The binding free energy components of designed SPB25s with better ΔGbind (MM‑GBSA) than ACE2
The binding free energy components of ACE2, SPB25 and two designed SPB25s with better predicted ΔGbind (MM‑GBSA) to Omicron RBD than ACE2 are shown in Fig 2. The main contributor to the favorable ΔGbind (MM-GBSA) to Omicron RBD of ACE2, SPB25, SPB25T7L/K11A, and SPB25T7L/K11L is the electrostatic interaction term. Other terms that also favorably contribute to ΔGbind (MM‑GBSA) are the non-polar solvation and van der Waals energy terms. The term that unfavorably contributes to ΔGbind (MM‑GBSA) is the polar solvation term.
A) ΔGbind (MM-GBSA), B) van der Waals energy, C) electrostatic interaction D) polar solvation and E) non-polar solvation.

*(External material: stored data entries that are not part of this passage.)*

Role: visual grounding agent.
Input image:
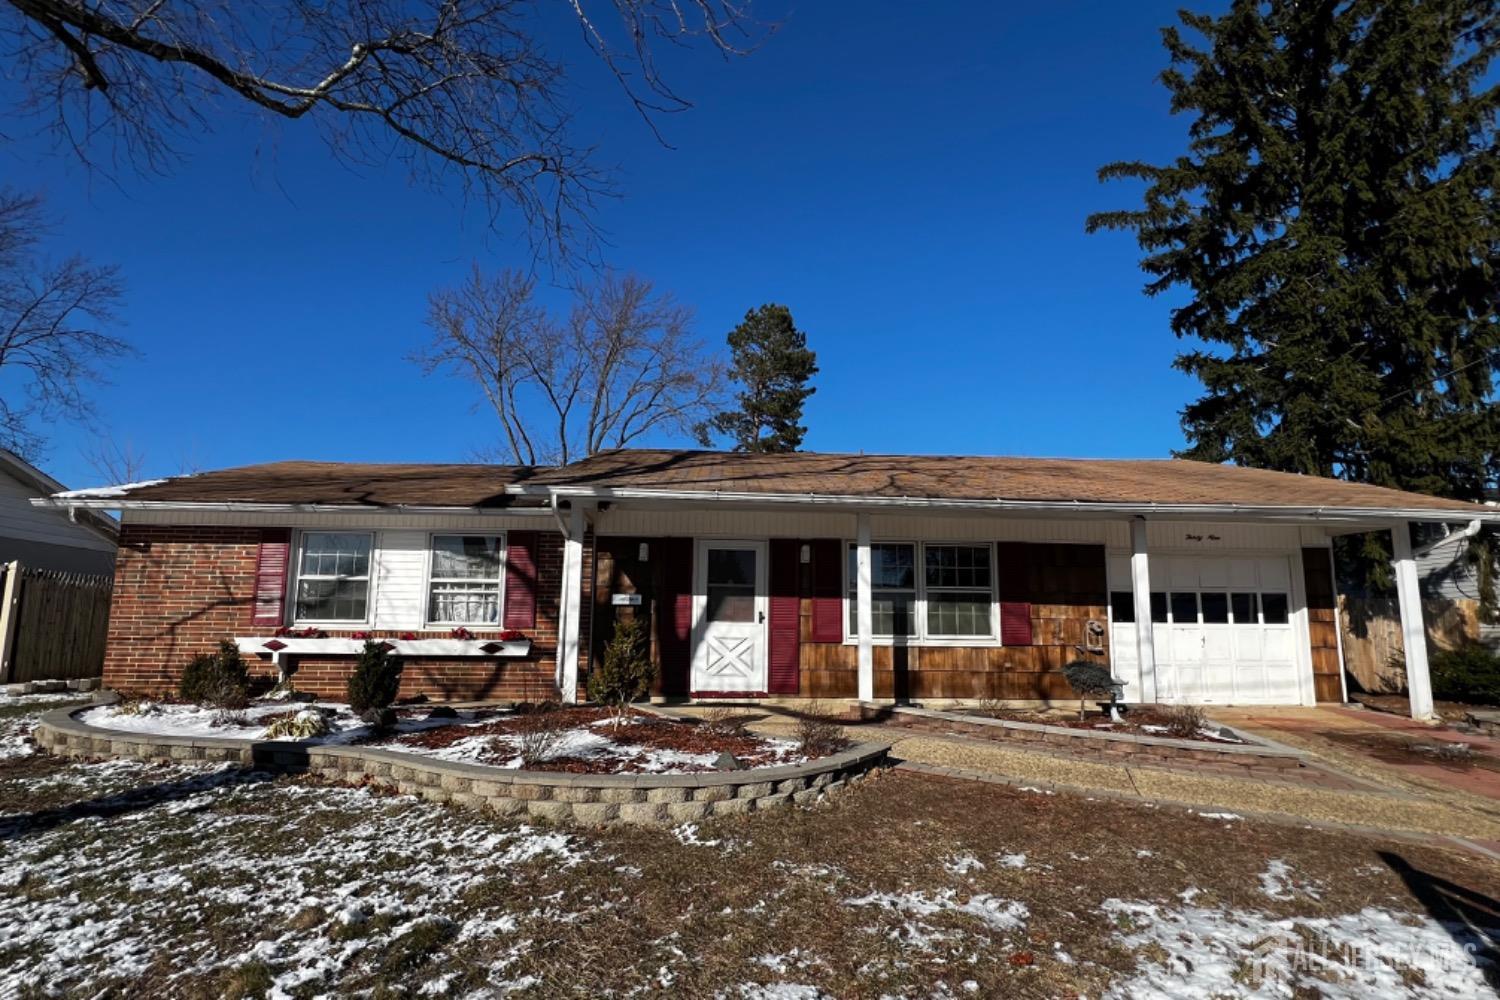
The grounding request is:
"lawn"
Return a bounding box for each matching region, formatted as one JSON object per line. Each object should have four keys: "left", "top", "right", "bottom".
{"left": 3, "top": 697, "right": 1499, "bottom": 998}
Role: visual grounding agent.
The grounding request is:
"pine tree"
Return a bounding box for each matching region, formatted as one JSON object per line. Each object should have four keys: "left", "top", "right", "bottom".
{"left": 1088, "top": 1, "right": 1500, "bottom": 501}
{"left": 710, "top": 304, "right": 819, "bottom": 453}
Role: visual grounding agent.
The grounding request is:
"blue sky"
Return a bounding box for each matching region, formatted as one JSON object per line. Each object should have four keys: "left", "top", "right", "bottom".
{"left": 2, "top": 1, "right": 1211, "bottom": 488}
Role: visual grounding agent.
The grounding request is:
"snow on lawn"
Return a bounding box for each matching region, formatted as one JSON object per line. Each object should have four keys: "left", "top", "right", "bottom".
{"left": 0, "top": 695, "right": 87, "bottom": 759}
{"left": 843, "top": 889, "right": 1029, "bottom": 950}
{"left": 76, "top": 700, "right": 485, "bottom": 743}
{"left": 1104, "top": 898, "right": 1495, "bottom": 999}
{"left": 0, "top": 764, "right": 594, "bottom": 998}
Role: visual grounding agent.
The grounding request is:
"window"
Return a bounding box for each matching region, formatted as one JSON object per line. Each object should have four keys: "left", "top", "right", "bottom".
{"left": 428, "top": 535, "right": 505, "bottom": 624}
{"left": 925, "top": 545, "right": 994, "bottom": 636}
{"left": 1231, "top": 592, "right": 1257, "bottom": 624}
{"left": 1170, "top": 592, "right": 1199, "bottom": 624}
{"left": 1260, "top": 592, "right": 1290, "bottom": 625}
{"left": 1200, "top": 592, "right": 1229, "bottom": 624}
{"left": 1150, "top": 592, "right": 1168, "bottom": 623}
{"left": 294, "top": 532, "right": 371, "bottom": 622}
{"left": 846, "top": 542, "right": 994, "bottom": 640}
{"left": 706, "top": 548, "right": 757, "bottom": 623}
{"left": 1110, "top": 591, "right": 1135, "bottom": 624}
{"left": 848, "top": 543, "right": 917, "bottom": 637}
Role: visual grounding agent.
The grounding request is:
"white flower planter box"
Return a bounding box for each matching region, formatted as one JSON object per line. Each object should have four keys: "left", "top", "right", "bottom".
{"left": 234, "top": 637, "right": 533, "bottom": 658}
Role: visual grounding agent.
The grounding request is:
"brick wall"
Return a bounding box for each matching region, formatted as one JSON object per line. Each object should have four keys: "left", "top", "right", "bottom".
{"left": 103, "top": 523, "right": 566, "bottom": 701}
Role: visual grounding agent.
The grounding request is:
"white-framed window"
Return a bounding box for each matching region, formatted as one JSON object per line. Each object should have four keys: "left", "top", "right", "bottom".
{"left": 426, "top": 534, "right": 506, "bottom": 625}
{"left": 845, "top": 541, "right": 997, "bottom": 643}
{"left": 293, "top": 531, "right": 373, "bottom": 623}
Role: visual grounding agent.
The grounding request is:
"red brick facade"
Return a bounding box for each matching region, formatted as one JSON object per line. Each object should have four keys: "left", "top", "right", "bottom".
{"left": 103, "top": 523, "right": 566, "bottom": 701}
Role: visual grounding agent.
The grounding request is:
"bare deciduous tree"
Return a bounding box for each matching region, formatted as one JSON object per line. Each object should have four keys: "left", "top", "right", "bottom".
{"left": 3, "top": 0, "right": 759, "bottom": 256}
{"left": 83, "top": 434, "right": 148, "bottom": 484}
{"left": 418, "top": 267, "right": 723, "bottom": 464}
{"left": 0, "top": 190, "right": 130, "bottom": 459}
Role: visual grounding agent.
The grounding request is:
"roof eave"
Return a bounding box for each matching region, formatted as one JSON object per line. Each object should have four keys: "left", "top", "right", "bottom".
{"left": 511, "top": 484, "right": 1496, "bottom": 523}
{"left": 31, "top": 498, "right": 553, "bottom": 516}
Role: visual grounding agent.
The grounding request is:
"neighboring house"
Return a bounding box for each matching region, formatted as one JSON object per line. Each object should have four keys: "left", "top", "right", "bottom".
{"left": 0, "top": 450, "right": 116, "bottom": 574}
{"left": 38, "top": 450, "right": 1498, "bottom": 720}
{"left": 1413, "top": 518, "right": 1500, "bottom": 648}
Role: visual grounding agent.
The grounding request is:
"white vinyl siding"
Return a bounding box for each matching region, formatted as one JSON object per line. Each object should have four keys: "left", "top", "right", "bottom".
{"left": 373, "top": 530, "right": 428, "bottom": 629}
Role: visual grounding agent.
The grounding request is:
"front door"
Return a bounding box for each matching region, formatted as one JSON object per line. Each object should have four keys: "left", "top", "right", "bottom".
{"left": 691, "top": 540, "right": 768, "bottom": 694}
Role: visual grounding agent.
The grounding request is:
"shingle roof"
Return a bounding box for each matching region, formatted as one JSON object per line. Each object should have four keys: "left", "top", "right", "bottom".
{"left": 47, "top": 450, "right": 1494, "bottom": 517}
{"left": 60, "top": 461, "right": 542, "bottom": 508}
{"left": 525, "top": 449, "right": 1493, "bottom": 516}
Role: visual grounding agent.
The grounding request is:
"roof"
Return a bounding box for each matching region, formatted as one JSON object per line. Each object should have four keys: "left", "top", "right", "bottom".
{"left": 39, "top": 449, "right": 1495, "bottom": 519}
{"left": 52, "top": 461, "right": 543, "bottom": 509}
{"left": 522, "top": 449, "right": 1494, "bottom": 517}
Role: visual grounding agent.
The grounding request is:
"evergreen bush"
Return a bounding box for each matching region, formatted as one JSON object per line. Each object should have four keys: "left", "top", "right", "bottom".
{"left": 1430, "top": 645, "right": 1500, "bottom": 706}
{"left": 179, "top": 640, "right": 250, "bottom": 709}
{"left": 587, "top": 616, "right": 656, "bottom": 726}
{"left": 347, "top": 641, "right": 403, "bottom": 719}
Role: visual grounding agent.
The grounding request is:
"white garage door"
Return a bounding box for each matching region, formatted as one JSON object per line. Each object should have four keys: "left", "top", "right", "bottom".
{"left": 1109, "top": 555, "right": 1302, "bottom": 705}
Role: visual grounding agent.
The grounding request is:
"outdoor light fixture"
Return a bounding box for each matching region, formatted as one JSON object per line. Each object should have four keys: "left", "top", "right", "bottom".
{"left": 639, "top": 542, "right": 650, "bottom": 561}
{"left": 800, "top": 543, "right": 811, "bottom": 564}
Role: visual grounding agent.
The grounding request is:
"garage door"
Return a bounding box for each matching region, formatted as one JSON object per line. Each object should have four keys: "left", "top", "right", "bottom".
{"left": 1109, "top": 555, "right": 1302, "bottom": 705}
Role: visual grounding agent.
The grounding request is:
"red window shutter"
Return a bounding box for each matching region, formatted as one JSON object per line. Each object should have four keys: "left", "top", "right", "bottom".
{"left": 809, "top": 539, "right": 845, "bottom": 643}
{"left": 996, "top": 542, "right": 1033, "bottom": 645}
{"left": 503, "top": 531, "right": 539, "bottom": 629}
{"left": 655, "top": 537, "right": 693, "bottom": 696}
{"left": 250, "top": 528, "right": 291, "bottom": 628}
{"left": 1000, "top": 601, "right": 1033, "bottom": 645}
{"left": 768, "top": 539, "right": 802, "bottom": 695}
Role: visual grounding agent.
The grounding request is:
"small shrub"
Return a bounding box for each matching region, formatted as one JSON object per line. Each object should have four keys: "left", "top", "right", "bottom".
{"left": 795, "top": 703, "right": 851, "bottom": 757}
{"left": 587, "top": 616, "right": 657, "bottom": 727}
{"left": 263, "top": 708, "right": 333, "bottom": 740}
{"left": 115, "top": 698, "right": 160, "bottom": 717}
{"left": 700, "top": 706, "right": 747, "bottom": 736}
{"left": 513, "top": 711, "right": 568, "bottom": 767}
{"left": 1430, "top": 644, "right": 1500, "bottom": 706}
{"left": 1159, "top": 704, "right": 1207, "bottom": 739}
{"left": 219, "top": 960, "right": 274, "bottom": 999}
{"left": 179, "top": 640, "right": 250, "bottom": 710}
{"left": 1061, "top": 660, "right": 1119, "bottom": 720}
{"left": 347, "top": 641, "right": 403, "bottom": 718}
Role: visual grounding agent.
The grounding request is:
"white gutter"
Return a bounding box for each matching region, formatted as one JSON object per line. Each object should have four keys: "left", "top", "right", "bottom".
{"left": 505, "top": 484, "right": 1500, "bottom": 524}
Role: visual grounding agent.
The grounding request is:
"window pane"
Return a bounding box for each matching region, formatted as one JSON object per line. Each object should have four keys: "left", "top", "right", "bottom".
{"left": 708, "top": 548, "right": 757, "bottom": 587}
{"left": 707, "top": 586, "right": 756, "bottom": 622}
{"left": 300, "top": 532, "right": 370, "bottom": 578}
{"left": 1231, "top": 592, "right": 1257, "bottom": 624}
{"left": 1201, "top": 592, "right": 1229, "bottom": 624}
{"left": 927, "top": 593, "right": 992, "bottom": 636}
{"left": 925, "top": 545, "right": 991, "bottom": 590}
{"left": 1110, "top": 591, "right": 1135, "bottom": 624}
{"left": 432, "top": 535, "right": 502, "bottom": 579}
{"left": 429, "top": 581, "right": 501, "bottom": 623}
{"left": 848, "top": 592, "right": 916, "bottom": 637}
{"left": 295, "top": 578, "right": 368, "bottom": 621}
{"left": 1261, "top": 592, "right": 1290, "bottom": 625}
{"left": 1170, "top": 592, "right": 1198, "bottom": 624}
{"left": 1150, "top": 592, "right": 1168, "bottom": 623}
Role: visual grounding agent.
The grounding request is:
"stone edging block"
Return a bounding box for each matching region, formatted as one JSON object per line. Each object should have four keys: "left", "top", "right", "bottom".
{"left": 32, "top": 694, "right": 889, "bottom": 827}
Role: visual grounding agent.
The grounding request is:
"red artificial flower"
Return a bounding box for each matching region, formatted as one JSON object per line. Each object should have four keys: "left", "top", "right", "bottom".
{"left": 449, "top": 626, "right": 475, "bottom": 640}
{"left": 498, "top": 630, "right": 526, "bottom": 642}
{"left": 350, "top": 630, "right": 370, "bottom": 640}
{"left": 399, "top": 632, "right": 417, "bottom": 641}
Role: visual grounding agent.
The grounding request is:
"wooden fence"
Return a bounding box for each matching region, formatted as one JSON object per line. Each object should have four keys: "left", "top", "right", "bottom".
{"left": 1338, "top": 595, "right": 1480, "bottom": 695}
{"left": 0, "top": 561, "right": 113, "bottom": 684}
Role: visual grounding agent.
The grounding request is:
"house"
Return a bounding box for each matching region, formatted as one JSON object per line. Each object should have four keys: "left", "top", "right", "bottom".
{"left": 0, "top": 450, "right": 116, "bottom": 574}
{"left": 36, "top": 449, "right": 1499, "bottom": 720}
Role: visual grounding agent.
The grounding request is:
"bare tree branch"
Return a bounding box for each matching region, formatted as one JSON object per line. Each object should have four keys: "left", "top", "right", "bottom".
{"left": 0, "top": 189, "right": 131, "bottom": 459}
{"left": 83, "top": 433, "right": 148, "bottom": 483}
{"left": 2, "top": 0, "right": 763, "bottom": 258}
{"left": 414, "top": 266, "right": 723, "bottom": 464}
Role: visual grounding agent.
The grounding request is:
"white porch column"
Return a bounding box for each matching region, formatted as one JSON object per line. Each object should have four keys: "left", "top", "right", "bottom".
{"left": 855, "top": 512, "right": 874, "bottom": 703}
{"left": 557, "top": 504, "right": 585, "bottom": 704}
{"left": 1391, "top": 521, "right": 1434, "bottom": 721}
{"left": 1129, "top": 518, "right": 1159, "bottom": 703}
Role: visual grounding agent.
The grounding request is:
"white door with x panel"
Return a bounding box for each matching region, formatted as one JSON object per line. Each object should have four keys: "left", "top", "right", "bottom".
{"left": 691, "top": 540, "right": 768, "bottom": 694}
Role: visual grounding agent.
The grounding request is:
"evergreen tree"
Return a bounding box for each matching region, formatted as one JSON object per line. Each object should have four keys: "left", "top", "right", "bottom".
{"left": 710, "top": 304, "right": 819, "bottom": 452}
{"left": 1088, "top": 0, "right": 1500, "bottom": 501}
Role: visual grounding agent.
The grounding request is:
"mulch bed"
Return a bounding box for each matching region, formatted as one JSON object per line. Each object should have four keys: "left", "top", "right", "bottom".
{"left": 956, "top": 706, "right": 1247, "bottom": 745}
{"left": 391, "top": 707, "right": 802, "bottom": 773}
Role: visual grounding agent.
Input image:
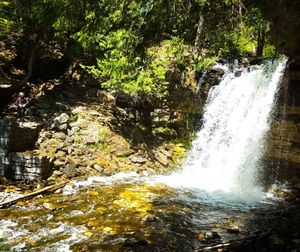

SPB25T7L/K11A and SPB25T7L/K11L are the designed 25-mer peptides that have the best ΔGbind (MM‑GBSA) to Omicron RBD (ΔGbind (MM-GBSA) values of −92.4 ± 0.4 and −95.7 ± 0.5 kcal/mol, respectively). Their ΔGbind (MM‑GBSA) are better than that of SPB25 by 20.8 ± 0.6 and 24.1 ± 0.7 kcal/mol, respectively, and better than that of ACE2 by 4.5 ± 0.6 and 7.8 ± 0.7 kcal/mol, respectively. As compared to those of SPB25, the major contributions to the favorable BI of SPB25T7L/K11A and SPB25T7L/K11L to Omicron RBD are the increases in their favorable electrostatic interaction, van der Waals energy, and non-polar solvation terms. Nevertheless, their unfavorable polar solvation terms are higher than that of SPB25.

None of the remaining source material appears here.